Tuples are compared according to a lexicographical comparison of their elements in order

If you have a list of tuples, sort() will sort them by lexicographical order.

Example:

[(3, 'zzzzd'), (2, 'hello'), (3, 'whatever')]

calling .sort() on this object will result in 

[(1, 'whatever'), (2, 'hello'), (3, 'zzzzd')]

This is because python evaluates tuples in comparisons according to pairs of indexes in order.

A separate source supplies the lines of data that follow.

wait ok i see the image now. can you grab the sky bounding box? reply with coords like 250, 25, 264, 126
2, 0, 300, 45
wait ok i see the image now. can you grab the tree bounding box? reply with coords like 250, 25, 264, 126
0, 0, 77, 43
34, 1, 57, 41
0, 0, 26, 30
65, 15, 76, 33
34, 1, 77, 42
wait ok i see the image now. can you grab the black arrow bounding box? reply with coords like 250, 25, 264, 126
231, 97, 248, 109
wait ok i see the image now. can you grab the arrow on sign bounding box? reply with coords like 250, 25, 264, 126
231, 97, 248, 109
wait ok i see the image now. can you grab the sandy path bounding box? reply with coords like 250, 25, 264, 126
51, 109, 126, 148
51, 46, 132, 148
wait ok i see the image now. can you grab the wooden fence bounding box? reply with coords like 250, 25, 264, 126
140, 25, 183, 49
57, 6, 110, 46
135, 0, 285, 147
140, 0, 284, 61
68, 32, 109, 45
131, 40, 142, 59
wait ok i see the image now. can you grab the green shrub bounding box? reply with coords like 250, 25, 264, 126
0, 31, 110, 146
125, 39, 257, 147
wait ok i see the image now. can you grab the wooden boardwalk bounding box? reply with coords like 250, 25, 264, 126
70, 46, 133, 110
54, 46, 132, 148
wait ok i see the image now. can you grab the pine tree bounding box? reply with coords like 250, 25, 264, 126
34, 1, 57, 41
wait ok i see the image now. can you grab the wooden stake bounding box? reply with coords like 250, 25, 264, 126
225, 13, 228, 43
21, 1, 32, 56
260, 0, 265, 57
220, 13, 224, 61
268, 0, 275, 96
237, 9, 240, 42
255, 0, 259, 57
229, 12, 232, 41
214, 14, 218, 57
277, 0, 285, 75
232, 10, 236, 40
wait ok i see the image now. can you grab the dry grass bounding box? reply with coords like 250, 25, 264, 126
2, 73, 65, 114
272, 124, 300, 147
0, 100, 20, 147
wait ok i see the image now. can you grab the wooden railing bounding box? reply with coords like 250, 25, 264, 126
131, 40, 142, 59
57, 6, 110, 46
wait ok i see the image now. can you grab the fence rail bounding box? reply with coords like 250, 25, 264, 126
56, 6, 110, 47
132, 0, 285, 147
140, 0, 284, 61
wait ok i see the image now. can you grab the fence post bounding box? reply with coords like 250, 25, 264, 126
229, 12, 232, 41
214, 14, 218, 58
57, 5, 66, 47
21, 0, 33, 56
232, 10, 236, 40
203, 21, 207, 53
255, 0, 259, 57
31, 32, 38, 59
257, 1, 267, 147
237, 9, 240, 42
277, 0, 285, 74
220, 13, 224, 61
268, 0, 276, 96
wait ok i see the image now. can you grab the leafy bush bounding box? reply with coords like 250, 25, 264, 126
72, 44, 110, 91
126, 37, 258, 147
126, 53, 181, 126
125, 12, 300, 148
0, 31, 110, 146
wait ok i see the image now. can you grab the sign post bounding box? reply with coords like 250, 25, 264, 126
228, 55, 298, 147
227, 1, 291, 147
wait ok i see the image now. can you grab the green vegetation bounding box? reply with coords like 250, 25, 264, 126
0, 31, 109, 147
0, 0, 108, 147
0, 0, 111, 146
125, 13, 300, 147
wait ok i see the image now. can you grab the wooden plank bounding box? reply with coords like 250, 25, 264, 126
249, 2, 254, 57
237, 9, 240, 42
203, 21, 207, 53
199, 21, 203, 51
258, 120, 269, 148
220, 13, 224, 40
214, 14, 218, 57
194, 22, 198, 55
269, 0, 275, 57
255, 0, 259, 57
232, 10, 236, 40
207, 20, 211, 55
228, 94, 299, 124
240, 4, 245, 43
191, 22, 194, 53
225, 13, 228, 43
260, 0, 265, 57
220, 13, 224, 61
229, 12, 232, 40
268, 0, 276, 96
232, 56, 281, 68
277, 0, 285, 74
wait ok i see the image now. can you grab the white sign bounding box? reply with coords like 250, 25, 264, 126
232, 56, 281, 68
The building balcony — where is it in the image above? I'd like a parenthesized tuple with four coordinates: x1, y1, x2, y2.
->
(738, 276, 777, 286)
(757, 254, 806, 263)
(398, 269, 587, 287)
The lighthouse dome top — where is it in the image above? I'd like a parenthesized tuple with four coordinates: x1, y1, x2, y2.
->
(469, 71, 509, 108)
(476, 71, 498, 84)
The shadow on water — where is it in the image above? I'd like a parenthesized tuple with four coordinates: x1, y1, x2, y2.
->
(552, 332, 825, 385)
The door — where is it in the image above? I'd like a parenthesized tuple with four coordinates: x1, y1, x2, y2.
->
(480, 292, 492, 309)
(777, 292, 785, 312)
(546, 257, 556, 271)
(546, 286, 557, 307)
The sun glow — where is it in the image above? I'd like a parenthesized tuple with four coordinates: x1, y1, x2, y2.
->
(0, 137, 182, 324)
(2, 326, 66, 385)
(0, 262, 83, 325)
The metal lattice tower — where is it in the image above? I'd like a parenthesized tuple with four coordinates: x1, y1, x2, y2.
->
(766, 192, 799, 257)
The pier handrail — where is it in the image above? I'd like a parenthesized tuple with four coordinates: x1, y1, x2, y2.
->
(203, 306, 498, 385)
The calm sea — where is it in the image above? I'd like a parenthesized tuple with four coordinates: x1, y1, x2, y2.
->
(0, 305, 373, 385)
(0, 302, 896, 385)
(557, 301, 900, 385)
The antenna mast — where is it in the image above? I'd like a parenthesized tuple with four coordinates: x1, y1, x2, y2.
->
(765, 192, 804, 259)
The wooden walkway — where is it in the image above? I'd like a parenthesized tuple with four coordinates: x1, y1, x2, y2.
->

If there is a difference between the 0-index of the tuples, it will be evaluated according to that first pair; if the first indexes are the same, it will move on the second index, and so on.

(1, 1) < (2, 0) # True -- based on first elements
(1, 1) < (-1, 0) # False -- based on first elements
(1, 1) < (1, 2) # True -- first elements the same, comparison decided based on the second elements

To make the comparison explicit and to force it to use the first and only the first index in the comparison, use the cmp kwarg to sort:

[(1, 'whatever'), (2, 'hello'), (3, 'zzzzd')].sort(cmp=lambda x, y: cmp(x[0], y[0]))

(note: sort will sort the list in-place, so the above won't actually evaluate to anything. sorted() returns a sorted copy of whatever it's run on, and accepts an identical cmp parameter.)

This will make how the comparison is being executed explicit, and will also allow you to sort using any index of the tuple or any aspect of the objects in the list.

list.sort() and sorted() also accept a reverse kwarg that accepts a boolean that will return the list in the opposite order -- though a custom cmp kwarg could do the same implicitly.